2. The method for preparing ceramsite by using oily sludge according to claim 1, wherein the method comprises the following steps: the auxiliary sludge in the step (1) comprises municipal sludge, riverbed bottom sludge and industrial sludge, and the particle size of the sludge is less than 0.5 mm; the water content of the oily sludge is 10-40%, the oil content is lower than 10%, and the water content of the municipal sludge, the river bed bottom sludge and the industrial sludge is 10-98%;

3. The method for preparing ceramsite by using oily sludge according to claim 2, wherein the method comprises the following steps: the weight parts of the components of the mixture in the step (2) are as follows:

4. The method for preparing ceramsite by using oily sludge according to claim 3, wherein the method comprises the following steps: the aging microbial inoculum is prepared by mixing a microbial inoculum and water in a ratio of 1: 99, wherein the mixed microbial inoculum comprises the following components in parts by weight:

5. The method for preparing ceramsite by using oily sludge according to claim 4, wherein the method comprises the following steps: the specific process of the aging treatment in the step (3) is as follows:

the aging is to stack and stand the mixture for 6 to 24 hours;

6. The method for preparing ceramsite by using oily sludge according to claim 5, wherein the method comprises the following steps: the particle size of the raw ceramsite in the step (4) is 5-30 mm.
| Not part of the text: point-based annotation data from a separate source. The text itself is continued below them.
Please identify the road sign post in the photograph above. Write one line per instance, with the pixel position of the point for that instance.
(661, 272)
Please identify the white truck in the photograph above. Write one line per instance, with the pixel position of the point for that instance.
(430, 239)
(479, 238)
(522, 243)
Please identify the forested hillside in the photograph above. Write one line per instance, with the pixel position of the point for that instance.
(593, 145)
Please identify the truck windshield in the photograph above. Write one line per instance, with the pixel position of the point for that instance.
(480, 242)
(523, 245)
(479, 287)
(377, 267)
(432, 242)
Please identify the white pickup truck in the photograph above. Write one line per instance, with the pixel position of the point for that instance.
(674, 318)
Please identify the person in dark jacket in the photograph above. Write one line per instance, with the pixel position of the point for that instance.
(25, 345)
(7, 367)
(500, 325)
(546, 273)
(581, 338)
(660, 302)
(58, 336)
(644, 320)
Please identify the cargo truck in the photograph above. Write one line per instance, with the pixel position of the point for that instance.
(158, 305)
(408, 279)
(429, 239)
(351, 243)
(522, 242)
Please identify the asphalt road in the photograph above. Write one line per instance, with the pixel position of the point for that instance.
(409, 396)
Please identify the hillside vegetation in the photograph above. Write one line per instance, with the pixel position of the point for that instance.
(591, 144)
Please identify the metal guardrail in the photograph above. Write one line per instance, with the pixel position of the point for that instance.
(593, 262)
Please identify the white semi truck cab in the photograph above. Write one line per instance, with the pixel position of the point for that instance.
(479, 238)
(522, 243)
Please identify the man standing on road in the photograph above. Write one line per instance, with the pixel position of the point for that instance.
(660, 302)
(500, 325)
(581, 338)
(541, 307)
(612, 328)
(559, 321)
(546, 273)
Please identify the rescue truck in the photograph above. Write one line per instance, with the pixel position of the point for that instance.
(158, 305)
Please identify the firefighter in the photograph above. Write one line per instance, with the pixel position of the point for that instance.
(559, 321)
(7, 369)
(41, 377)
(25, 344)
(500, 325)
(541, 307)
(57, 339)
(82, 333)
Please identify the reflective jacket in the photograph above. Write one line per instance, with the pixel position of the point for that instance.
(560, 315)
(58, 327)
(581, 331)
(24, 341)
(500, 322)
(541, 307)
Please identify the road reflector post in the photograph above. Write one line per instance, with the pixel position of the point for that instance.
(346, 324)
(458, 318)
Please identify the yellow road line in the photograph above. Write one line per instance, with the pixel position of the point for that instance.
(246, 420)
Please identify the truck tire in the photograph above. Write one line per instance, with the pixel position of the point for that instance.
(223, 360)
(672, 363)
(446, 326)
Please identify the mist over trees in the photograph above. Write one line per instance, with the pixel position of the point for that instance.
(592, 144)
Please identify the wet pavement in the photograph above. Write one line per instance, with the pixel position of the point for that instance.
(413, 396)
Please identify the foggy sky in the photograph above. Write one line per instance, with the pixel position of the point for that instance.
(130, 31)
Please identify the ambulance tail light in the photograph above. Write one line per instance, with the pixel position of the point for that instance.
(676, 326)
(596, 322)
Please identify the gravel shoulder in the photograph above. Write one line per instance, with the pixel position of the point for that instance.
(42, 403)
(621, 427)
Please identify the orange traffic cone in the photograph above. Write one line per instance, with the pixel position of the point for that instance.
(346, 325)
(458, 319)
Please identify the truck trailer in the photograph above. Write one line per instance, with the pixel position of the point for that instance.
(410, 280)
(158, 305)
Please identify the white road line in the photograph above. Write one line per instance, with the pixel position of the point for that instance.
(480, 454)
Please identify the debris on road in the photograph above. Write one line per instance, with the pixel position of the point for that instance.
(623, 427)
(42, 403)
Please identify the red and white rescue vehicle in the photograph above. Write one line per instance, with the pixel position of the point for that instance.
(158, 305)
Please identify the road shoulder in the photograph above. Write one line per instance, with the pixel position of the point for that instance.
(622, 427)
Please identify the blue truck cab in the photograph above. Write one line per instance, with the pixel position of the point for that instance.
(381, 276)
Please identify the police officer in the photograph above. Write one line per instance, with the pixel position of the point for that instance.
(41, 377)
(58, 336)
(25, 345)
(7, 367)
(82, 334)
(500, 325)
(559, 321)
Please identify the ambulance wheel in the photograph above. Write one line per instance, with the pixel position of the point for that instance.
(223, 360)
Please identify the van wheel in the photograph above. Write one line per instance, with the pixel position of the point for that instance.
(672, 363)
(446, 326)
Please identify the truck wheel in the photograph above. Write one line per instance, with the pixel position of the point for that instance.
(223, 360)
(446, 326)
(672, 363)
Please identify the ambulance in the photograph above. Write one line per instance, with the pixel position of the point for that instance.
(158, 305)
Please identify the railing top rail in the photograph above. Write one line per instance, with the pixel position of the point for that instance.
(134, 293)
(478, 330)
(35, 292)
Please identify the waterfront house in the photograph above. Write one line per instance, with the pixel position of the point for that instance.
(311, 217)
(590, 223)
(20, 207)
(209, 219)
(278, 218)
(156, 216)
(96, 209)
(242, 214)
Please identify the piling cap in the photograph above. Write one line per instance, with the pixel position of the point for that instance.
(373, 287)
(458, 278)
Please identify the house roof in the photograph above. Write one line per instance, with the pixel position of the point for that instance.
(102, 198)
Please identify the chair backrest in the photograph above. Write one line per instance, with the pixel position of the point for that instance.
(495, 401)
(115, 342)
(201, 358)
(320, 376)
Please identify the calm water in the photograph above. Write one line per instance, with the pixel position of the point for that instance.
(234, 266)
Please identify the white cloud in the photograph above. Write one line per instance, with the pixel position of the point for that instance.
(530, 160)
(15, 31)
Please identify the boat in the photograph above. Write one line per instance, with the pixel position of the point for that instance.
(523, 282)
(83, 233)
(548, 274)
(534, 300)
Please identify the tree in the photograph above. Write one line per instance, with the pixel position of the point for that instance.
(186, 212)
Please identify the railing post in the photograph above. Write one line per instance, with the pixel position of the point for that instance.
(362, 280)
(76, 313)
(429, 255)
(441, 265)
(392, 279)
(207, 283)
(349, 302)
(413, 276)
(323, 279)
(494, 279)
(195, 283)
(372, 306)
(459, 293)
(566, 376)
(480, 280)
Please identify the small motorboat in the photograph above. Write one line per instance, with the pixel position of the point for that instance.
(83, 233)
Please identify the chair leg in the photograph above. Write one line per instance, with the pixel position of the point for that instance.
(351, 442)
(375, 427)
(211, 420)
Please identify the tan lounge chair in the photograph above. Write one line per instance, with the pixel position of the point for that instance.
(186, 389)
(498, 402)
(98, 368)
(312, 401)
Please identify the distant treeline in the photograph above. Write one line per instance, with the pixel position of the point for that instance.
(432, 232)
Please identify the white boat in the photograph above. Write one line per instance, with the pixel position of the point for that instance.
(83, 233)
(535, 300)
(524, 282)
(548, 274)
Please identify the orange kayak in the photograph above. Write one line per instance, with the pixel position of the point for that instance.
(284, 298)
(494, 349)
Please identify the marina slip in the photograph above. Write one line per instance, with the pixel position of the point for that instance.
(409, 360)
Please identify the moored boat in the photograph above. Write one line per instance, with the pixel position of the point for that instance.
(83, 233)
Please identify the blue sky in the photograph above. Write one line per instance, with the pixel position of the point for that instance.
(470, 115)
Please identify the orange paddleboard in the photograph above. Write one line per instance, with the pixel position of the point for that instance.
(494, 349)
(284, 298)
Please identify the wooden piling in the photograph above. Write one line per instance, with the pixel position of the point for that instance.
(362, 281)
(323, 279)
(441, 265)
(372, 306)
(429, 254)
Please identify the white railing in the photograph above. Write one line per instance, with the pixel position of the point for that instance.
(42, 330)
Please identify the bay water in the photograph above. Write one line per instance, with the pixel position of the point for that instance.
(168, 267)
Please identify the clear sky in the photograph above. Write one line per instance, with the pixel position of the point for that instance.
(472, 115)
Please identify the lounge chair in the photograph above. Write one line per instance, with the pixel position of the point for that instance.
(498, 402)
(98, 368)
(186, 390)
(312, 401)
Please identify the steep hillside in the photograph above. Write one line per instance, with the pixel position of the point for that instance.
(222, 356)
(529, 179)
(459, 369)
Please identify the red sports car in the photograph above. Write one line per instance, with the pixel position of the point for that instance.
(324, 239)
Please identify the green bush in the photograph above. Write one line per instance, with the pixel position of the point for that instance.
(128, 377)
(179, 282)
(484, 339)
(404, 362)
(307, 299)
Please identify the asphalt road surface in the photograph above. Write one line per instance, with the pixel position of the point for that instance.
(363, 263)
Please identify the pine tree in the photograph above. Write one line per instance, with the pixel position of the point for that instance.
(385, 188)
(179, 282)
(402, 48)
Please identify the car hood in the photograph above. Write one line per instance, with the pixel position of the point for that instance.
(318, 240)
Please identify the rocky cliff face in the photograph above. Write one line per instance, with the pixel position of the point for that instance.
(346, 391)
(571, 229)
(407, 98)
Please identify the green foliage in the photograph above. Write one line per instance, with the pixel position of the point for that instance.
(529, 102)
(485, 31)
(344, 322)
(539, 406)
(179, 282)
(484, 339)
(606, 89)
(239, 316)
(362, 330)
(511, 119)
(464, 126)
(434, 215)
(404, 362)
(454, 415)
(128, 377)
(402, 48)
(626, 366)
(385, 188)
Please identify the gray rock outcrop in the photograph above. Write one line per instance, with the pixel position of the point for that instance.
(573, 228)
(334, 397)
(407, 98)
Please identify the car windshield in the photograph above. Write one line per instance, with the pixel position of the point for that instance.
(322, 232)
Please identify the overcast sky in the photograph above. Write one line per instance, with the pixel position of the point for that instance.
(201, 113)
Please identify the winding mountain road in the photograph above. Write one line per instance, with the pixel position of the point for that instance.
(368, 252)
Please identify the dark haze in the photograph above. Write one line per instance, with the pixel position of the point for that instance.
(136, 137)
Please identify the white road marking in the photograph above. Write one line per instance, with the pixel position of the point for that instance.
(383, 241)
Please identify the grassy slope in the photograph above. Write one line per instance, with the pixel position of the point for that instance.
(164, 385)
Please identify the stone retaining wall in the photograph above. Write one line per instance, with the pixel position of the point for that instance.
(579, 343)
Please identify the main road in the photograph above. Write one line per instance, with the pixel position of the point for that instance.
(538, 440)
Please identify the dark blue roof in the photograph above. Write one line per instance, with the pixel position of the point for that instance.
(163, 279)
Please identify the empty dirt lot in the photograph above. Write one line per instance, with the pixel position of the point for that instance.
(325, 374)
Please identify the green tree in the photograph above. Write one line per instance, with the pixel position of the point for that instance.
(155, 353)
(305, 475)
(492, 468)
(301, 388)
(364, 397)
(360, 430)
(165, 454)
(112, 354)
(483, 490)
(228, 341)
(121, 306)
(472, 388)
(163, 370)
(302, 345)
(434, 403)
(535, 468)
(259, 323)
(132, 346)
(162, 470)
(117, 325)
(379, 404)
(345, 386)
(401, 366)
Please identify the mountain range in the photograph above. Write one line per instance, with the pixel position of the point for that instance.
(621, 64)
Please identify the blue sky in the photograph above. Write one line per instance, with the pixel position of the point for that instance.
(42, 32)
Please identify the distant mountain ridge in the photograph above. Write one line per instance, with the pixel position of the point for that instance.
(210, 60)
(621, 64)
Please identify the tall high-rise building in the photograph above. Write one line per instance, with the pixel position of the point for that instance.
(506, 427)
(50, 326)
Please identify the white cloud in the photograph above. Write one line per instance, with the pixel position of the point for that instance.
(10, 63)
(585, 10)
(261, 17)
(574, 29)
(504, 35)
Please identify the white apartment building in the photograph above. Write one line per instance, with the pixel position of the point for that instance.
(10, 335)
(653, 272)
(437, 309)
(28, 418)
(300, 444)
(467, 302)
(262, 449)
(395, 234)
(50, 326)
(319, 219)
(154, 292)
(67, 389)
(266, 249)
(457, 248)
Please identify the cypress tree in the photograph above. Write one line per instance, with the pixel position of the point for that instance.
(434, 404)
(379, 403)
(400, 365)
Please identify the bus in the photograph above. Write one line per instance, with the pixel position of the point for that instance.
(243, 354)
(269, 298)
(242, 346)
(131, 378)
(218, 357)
7. The method for preparing ceramsite by using oily sludge according to claim 6, wherein the method comprises the following steps: the step (5) and the step (6) are both finished through a rotary kiln, wherein the step (5) is finished in a low-temperature area of the rotary kiln, and the step (6) is finished in a high-temperature area of the rotary kiln; the raw ceramsite in the step (5) is finished by staying in a low-temperature area of the rotary kiln for 40-70min, and the raw ceramsite in the step (6) is finished by staying in a high-temperature area of the rotary kiln for 20-50 min; the temperature of the low-temperature zone of the rotary kiln is 800 ℃ C and the temperature of the high-temperature zone is 1200 ℃ C.

8. The method for preparing ceramsite by using oily sludge according to claim 7, wherein the method comprises the following steps: and (7) cooling the ceramsite in an air cooling or water cooling mode.